Dindarlığı boyutlandırırken en temelde Allport ve Roos (1967), içsel ve dışsal dindarlık olarak sınıflamaktadır. İçsel dindarlık, dinsel motifler tarafından motive edilmiş amaçlar iken, dışsal dindarlık, diğer amaçlara yönelik motive edilmiş bir araç olarak dinsel motiflerin kullanılmasıdır. Öyle ki, kişinin kendi tanıdık ağını artırmak veya meslektaşları tarafından saygınlık kazanmak, dışsal dini motivasyonlara örnek olabilir. Dışsal dindarlık, olası dışsal motivasyonların fazlalığı nedeniyle anlamlı sonuçlar doğurmayacaktır. Öyle ki, modern seküler günümüz toplumlarından dışsal yönelimi ölçmek bir hayli zor hale gelmiştir. Çoğu insan bugün, hala içsel motivasyon nedeniyle değil, toplumsal baskı ya da diğer dış etkenlerden ötürü dindarlık sergilemektedir (Allport ve Roos, 1967). Bu durum çoğunluğu Müslüman

olan Türkiye’de de aynı sonuçlara gebedir. Nitekim siyasal ya da ideolojik yapılara ve/veya yapılanmalara göre şekillenen, odak noktasında menfaati tutan kesim, gerektiğinde dindar gözükebilmektedir. Hâlbuki İslam’da riya ve münafıklık olarak tabir edilebilen bu durum, kutsal öğütlerde (ayet ve hadislerle) şiddetli şekilde yasaklanmıştır. Ancak insanların iç dünyalarını ve niyetlerini kestirmek de bir o kadar zor olduğundan, bu durum kul ile Tanrı arasında kesinleşebilen bir hal almaktadır.

Dindarlığın boyutları birçok çalışma (Hassan, 2005; Glock, 1972; Salleh, 2012; Sharma, vd., 2017; Allport ve Roos, 1967) ile zaman içinde farklı evrelerde farklı dinleri de kapsayacak şekilde değerlendirilmiştir. Birçok yazar (Hassan, 2005; Glock, 1972; Salleh, 2012; Sharma, vd., 2017; Allport ve Roos, 1967; Verbit, 1970; Stark ve Glock, 1968) tarafından farklı dindarlık boyutları ele alınsa da, genel kabul görmüş ve bütün dinler için uygulanması olağan boyutlar dört bileşenden oluştuğu söylenebilir. Bunlar inanç, bilgi, uygulama ve deneyimdir. Bu bileşenlerin dört kategorisi de ne kadar yüksekse bir bireyin dindarlığı o kadar yüksektir. Öyle ki bu bileşenlerden oluşan ve sonuç gibi ek bir bileşeni de içine alan dindarlık ölçümü Müslüman dindarlığı için de kullanılmaktadır (Sharma, vd., 2017). Her ne kadar Müslüman dindarlığını ölçmek için kullanılsa da çoğunlukla bu bileşenler ve buna benzer diğer araştırmacıların ortaya koydukları bileşenler, diğer dinlerin mensuplarının dindarlığını esas alarak geliştirilmiş olduklarından görece uyum problemi doğabilecektir (Salleh, 2012: 266).
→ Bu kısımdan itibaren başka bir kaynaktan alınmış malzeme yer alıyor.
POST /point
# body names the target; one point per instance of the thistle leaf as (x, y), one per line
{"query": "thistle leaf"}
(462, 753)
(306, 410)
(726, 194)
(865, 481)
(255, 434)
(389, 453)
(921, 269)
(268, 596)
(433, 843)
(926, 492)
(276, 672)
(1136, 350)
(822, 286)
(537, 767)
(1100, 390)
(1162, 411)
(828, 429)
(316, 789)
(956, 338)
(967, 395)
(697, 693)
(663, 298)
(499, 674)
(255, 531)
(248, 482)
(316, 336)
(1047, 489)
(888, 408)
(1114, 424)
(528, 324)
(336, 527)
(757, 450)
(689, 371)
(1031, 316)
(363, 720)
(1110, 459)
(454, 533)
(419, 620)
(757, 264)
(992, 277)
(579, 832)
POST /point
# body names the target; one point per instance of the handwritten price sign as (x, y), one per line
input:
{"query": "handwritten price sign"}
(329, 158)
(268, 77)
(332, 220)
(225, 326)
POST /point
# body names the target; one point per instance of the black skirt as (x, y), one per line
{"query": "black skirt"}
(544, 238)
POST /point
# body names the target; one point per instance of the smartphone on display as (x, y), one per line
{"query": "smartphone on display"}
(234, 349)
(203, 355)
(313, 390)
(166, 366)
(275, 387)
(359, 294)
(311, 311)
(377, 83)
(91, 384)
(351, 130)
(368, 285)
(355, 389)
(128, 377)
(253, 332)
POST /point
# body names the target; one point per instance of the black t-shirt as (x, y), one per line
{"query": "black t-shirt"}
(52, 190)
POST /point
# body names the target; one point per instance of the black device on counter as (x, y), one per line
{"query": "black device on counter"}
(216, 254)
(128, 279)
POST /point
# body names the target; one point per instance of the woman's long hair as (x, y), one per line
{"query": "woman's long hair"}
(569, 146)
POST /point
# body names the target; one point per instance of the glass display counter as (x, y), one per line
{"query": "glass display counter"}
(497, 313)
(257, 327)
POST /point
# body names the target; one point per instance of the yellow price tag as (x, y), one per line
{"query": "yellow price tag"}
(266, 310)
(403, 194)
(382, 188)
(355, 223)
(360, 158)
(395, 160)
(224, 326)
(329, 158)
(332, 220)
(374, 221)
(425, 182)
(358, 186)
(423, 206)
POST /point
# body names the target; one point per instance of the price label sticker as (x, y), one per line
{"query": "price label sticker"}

Salleh (2012) Müslüman dindarlığı ve İslami kalkınmayı değerlendiren çalışmasında, dindarlıkla ilgili tanımlamayı yaptıktan sonra birçok yazarın dindarlığı boyutlara ayırdığını, pek azının ise bileşen ifadesini kullandığını göstermektedir. Öyle ki bu boyutlandırmayı detaylıca ve ilişkilendirerek modellemekte ve bu modelle daha kolay anlaşılır bir bakış açısı sunmaktadır. Şekil 2.3 Salleh (2012)’nin modellemesini özetlemekte ve bu çalışmanın dindarlık boyutları ve ölçümleri için ehemmiyetli bir noktasını oluşturmaktadır.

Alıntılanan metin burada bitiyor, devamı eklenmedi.